Crambe species are used as food plants by the larvae of the weevil Lixus canescens (Coleoptera) and some Lepidoptera species including the lime-speck pug.

==Species==
Currently accepted species include:

- Crambe alutacea Hand.-Mazz.
- Crambe arborea Webb ex Christ
- Crambe armena N.Busch
- Crambe cordifolia Steven
- Crambe edentula Fisch. & C.A.Mey. ex Korsh.

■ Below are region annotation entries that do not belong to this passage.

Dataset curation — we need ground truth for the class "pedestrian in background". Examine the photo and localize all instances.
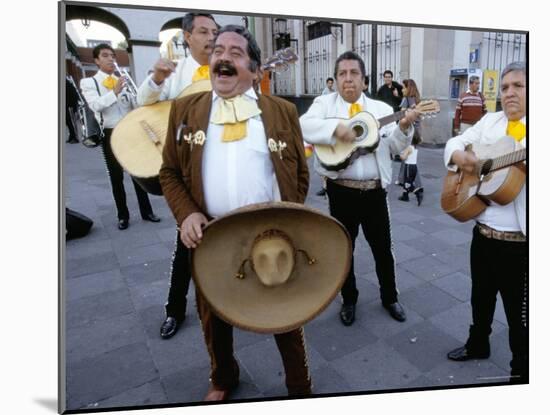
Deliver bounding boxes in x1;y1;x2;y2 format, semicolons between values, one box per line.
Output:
453;76;487;135
376;69;403;112
398;79;424;206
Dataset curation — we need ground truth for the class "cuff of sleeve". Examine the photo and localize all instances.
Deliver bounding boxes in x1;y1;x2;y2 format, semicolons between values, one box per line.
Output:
147;75;164;91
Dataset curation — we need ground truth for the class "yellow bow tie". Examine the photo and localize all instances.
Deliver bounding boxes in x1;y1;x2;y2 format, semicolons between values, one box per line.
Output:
506;121;527;141
349;102;363;118
191;65;210;82
212;95;262;142
103;75;118;89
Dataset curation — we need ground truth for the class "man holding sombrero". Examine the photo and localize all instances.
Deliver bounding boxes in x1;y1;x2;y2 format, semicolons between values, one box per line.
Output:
160;25;347;401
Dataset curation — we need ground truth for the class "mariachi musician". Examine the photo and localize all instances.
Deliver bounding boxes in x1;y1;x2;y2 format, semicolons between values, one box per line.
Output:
300;51;417;326
137;13;218;339
445;62;528;383
80;43;160;230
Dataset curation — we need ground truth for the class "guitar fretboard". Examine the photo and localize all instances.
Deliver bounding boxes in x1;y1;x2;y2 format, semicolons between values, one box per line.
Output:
490;148;527;171
378;111;405;127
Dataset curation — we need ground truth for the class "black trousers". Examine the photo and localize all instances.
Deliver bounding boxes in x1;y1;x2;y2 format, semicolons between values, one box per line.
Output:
101;128;153;220
327;180;397;305
467;227;529;380
165;230;191;321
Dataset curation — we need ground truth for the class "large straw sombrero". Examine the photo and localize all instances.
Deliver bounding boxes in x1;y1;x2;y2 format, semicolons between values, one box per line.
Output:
191;202;352;333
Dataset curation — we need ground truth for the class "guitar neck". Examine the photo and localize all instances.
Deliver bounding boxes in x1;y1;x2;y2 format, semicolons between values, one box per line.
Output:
378;111;405;128
490;148;527;171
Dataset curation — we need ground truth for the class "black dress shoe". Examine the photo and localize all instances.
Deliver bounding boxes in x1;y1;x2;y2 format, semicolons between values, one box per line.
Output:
160;317;180;339
118;219;128;231
142;212;160;222
315;188;327;196
340;304;355;326
384;302;407;322
447;346;491;362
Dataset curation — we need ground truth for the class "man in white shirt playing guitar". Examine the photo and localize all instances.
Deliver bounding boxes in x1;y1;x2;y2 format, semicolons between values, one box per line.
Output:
300;51;417;326
444;62;528;383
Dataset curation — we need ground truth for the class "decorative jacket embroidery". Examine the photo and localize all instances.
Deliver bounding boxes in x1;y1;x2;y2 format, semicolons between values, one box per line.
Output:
267;138;287;160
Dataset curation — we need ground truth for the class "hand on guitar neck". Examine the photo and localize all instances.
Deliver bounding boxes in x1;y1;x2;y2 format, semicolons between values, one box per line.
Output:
334;123;357;143
399;108;421;133
451;150;479;174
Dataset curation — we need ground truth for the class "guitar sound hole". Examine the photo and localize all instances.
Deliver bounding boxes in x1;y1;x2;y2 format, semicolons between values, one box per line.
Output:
353;125;365;141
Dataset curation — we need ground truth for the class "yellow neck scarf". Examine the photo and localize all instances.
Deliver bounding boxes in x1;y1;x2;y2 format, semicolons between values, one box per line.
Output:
191;65;210;82
506;121;527;141
212;95;262;142
102;75;118;89
349;102;363;118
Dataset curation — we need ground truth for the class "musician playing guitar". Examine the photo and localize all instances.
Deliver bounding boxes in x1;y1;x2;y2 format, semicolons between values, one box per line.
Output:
445;62;528;383
300;51;417;326
137;13;218;339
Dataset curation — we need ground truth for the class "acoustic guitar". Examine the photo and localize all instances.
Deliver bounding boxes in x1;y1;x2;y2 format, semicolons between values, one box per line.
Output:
111;48;298;196
441;136;527;222
313;100;440;171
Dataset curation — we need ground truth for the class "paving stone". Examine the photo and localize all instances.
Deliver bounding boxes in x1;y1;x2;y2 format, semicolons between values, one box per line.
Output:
65;288;134;329
331;340;420;391
425;359;508;386
65;269;126;302
355;302;424;339
393;242;430;264
432;272;472;301
67;343;158;409
65;313;145;365
129;280;168;310
385;321;468;372
400;255;462;281
116;243;172;267
65;252;119;278
120;259;171;290
431;229;472;245
97;380;168;409
429;302;505;344
408;217;454;234
305;314;376;361
400;283;460;318
391;224;432;242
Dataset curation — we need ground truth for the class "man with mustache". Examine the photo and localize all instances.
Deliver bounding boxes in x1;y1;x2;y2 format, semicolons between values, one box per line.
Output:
444;62;528;383
137;13;218;339
160;25;311;401
300;51;417;326
80;43;160;230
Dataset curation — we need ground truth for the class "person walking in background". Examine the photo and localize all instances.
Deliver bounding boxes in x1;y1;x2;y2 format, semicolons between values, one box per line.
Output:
65;75;79;144
453;76;487;135
80;43;160;230
398;79;424;206
376;69;403;112
137;13;218;339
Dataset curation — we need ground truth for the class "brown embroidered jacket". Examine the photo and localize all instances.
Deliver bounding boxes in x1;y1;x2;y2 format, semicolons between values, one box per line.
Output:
160;92;309;226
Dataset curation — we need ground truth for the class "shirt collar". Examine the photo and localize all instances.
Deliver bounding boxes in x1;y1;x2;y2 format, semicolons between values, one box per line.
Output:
212;87;258;102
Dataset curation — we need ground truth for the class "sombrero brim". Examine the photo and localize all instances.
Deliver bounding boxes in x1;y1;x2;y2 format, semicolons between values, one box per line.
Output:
191;202;352;333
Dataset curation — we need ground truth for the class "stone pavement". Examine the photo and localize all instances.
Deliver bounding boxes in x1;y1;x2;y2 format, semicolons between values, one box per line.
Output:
62;140;511;409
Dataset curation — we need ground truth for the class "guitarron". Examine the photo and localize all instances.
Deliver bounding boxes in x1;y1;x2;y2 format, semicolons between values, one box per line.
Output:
441;137;527;222
111;48;298;196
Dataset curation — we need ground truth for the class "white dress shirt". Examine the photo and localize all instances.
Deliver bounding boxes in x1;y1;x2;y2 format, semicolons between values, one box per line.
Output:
137;54;201;106
300;93;414;188
202;88;281;217
444;111;527;235
80;71;132;128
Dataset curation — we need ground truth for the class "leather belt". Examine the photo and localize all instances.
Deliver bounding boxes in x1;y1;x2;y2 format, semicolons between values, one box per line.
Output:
476;222;527;242
332;179;382;190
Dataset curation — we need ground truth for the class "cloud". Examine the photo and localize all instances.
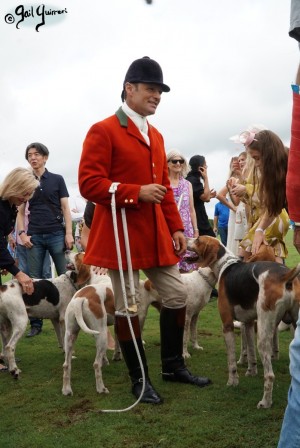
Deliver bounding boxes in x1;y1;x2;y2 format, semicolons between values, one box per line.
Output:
0;0;299;217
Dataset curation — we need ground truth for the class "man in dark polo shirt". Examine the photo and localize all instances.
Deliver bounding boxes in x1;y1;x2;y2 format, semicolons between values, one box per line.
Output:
17;143;74;336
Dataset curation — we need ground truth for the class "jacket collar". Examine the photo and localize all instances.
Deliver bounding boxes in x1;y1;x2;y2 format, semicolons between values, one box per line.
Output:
116;107;151;146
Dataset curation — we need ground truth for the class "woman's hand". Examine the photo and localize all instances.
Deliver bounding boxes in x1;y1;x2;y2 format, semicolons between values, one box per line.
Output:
65;233;74;250
230;184;246;198
251;228;268;255
20;232;33;249
173;230;186;256
92;266;108;275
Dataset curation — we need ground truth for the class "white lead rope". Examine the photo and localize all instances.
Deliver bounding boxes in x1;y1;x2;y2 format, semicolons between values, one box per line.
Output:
101;182;146;412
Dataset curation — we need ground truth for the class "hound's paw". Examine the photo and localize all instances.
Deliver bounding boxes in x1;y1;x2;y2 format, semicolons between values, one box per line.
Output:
227;378;239;387
97;386;109;394
257;399;272;409
61;387;73;397
9;368;21;380
237;355;248;366
245;367;257;376
193;343;203;350
102;356;109;366
112;352;122;361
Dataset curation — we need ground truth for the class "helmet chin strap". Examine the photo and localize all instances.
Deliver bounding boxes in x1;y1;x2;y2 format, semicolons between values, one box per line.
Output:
101;182;146;412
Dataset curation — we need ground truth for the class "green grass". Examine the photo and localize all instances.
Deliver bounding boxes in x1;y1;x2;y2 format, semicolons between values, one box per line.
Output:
0;232;300;448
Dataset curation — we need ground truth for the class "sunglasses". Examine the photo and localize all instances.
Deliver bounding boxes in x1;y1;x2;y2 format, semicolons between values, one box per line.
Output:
170;159;184;165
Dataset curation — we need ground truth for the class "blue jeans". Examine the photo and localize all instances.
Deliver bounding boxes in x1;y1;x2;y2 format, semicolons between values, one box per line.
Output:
26;230;66;328
218;227;228;246
278;313;300;448
17;244;52;278
27;230;66;278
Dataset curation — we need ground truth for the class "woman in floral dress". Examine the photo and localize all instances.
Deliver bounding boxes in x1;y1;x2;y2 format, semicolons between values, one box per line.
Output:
167;149;199;273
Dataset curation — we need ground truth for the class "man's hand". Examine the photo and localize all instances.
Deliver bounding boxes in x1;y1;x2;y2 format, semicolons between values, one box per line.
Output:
139;184;167;204
210;188;217;199
199;166;207;180
173;230;186;256
230;184;246;198
20;233;33;249
15;271;34;296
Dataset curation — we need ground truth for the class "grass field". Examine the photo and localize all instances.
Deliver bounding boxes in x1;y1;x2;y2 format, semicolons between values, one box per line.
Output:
0;232;300;448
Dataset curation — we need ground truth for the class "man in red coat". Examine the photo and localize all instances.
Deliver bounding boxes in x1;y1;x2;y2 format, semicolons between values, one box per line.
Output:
79;57;211;404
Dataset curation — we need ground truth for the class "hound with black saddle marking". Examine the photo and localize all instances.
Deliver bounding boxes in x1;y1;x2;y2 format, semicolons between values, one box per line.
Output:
187;236;300;408
62;284;115;395
138;268;216;358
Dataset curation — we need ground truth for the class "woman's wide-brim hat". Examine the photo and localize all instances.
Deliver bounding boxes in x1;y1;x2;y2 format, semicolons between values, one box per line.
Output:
121;56;170;101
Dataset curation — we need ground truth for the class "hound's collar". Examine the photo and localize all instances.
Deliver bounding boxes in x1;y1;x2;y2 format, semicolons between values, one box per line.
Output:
197;268;215;289
216;255;240;280
67;275;89;291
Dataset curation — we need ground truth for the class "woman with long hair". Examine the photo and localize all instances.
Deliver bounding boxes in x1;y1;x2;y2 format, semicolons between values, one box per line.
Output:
229;130;289;263
0;168;39;371
167;149;199;272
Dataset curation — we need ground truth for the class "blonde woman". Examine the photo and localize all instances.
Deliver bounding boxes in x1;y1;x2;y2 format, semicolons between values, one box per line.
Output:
0;168;39;371
167;149;199;272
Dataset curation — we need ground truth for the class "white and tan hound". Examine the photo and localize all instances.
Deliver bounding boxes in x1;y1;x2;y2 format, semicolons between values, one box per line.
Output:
187;236;300;408
62;284;115;395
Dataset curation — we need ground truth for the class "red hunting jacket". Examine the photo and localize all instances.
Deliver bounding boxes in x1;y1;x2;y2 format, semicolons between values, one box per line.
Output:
79;108;183;270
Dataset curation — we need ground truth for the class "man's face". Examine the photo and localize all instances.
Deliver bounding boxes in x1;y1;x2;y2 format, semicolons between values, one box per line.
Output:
125;82;162;117
27;148;48;170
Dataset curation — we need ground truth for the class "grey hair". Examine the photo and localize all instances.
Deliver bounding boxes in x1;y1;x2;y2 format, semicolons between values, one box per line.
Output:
0;168;39;200
167;149;189;177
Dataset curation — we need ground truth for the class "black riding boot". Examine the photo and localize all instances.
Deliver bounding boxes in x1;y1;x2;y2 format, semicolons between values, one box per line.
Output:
160;307;211;387
115;314;162;404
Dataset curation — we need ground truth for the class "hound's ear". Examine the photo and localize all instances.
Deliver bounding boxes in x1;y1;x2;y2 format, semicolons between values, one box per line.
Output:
200;244;218;268
144;278;151;291
77;263;91;285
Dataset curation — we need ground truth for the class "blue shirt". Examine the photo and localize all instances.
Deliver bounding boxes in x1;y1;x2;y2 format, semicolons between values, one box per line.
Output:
215;202;229;228
27;170;69;235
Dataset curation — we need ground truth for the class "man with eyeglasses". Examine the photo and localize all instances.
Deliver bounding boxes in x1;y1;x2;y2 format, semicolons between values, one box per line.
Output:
17;143;74;337
79;57;211;404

- Crambe feuilleei A.Santos ex Prina & Mart.-Laborde
- Crambe filiformis Jacq.
- Crambe fruticosa L.f.
- Crambe gigantea (Ceballos & Ortuño) Bramwell
- Crambe gomeraea Webb ex Christ
- Crambe gordjagini Sprygin & Popov
- Crambe grandiflora DC.
- Crambe grossheimii I.I.Khalilov
- Crambe hedgei I.I.Khalilov
- Crambe hispanica L.
- Crambe juncea M.Bieb.
- Crambe kilimandscharica O.E.Schulz
- Crambe koktebelica (Junge) N.Busch
- Crambe kralikii Coss.
- Crambe laevigata DC. ex Christ
- Crambe maritima L.
- Crambe microcarpa A.Santos
- Crambe orientalis L.
- Crambe pinnatifida W.T.Aiton
- Crambe pritzelii Bolle
- Crambe scaberrima Webb ex Bramwell
- Crambe schugnana Korsh.
- Crambe scoparia Svent.
- Crambe sinuatodentata Hochst. & G.W.Schimp.
- Crambe steveniana Rupr.
- Crambe strigosa L'Hér.
- Crambe sventenii Pett. ex Bramwell & Sunding
- Crambe tamadabensis Prina & Marrero Rodr.